Di banyak ragam hiruk - pikuk problem kesatuan bangsa, ternyata ada hal - hal  konyol. Segala hiruk - pikuk yang mengancam integrasi bangsa kali ini, entah kenapa kambing hitamnya adalah umat Islam. Memang paling gampang menyalahkan umat Islam. Pada kasus black out PLN mati lampu, ada saja yang menyalahkan Islam. Kasus bentrok di Papua, yang disalahkan FPI dan HTI. Ini memang cara termudah, namun tidaklah tepat. Ya memang cara konyol itu kebanyakan tidaklah tepat. Tapi bisa jadi jalan termudah. Wacana "pengambilan jalan termudah" ini malah menjadi rentetan keteledoran berikutnya, jadi berkesan asal -asalan. Solusi yang sering dilontarkan hanya untuk menutup sebuah kasus tanpa memperhatikan akarnya.
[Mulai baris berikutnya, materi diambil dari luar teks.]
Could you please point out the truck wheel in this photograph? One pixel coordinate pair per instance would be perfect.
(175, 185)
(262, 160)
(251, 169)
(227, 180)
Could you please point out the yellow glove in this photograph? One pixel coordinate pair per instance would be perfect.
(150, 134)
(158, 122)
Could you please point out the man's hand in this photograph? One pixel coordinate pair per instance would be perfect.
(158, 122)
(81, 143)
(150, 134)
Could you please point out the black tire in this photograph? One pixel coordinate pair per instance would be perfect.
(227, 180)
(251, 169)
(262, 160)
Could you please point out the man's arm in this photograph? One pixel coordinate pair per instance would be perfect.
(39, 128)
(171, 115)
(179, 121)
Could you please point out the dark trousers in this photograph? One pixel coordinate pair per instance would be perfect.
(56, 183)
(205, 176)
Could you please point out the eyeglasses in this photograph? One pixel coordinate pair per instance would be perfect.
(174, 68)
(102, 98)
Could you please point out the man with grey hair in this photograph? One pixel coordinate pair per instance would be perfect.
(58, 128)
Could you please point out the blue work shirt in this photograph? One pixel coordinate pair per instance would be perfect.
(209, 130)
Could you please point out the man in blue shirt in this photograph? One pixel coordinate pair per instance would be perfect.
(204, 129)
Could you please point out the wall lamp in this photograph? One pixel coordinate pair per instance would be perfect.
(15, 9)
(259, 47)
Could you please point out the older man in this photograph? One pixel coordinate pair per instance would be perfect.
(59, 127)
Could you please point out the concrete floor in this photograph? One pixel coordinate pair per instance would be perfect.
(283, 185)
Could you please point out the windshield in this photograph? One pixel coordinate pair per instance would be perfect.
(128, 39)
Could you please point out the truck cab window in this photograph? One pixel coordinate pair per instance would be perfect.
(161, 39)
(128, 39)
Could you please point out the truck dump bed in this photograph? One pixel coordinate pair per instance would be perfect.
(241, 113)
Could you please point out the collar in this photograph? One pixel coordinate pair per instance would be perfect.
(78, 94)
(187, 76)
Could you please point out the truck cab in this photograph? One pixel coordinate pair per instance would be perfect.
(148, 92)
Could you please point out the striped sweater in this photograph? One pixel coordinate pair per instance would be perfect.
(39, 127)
Mungkin pemerintah sibuk mengurus proyek - proyek infrastruktur, sibuk mendongkrak nilai rupiah, sibuk memangkas subsidi, sibuk menaikkan pajak, sibuk mengurus BUMN yang bangkrut satu persatu. Tapi, pemerintah tidak bisa teledor terus - menerus. Seyogyanya pemerintah jangan berulang - ulang melakukan blunder.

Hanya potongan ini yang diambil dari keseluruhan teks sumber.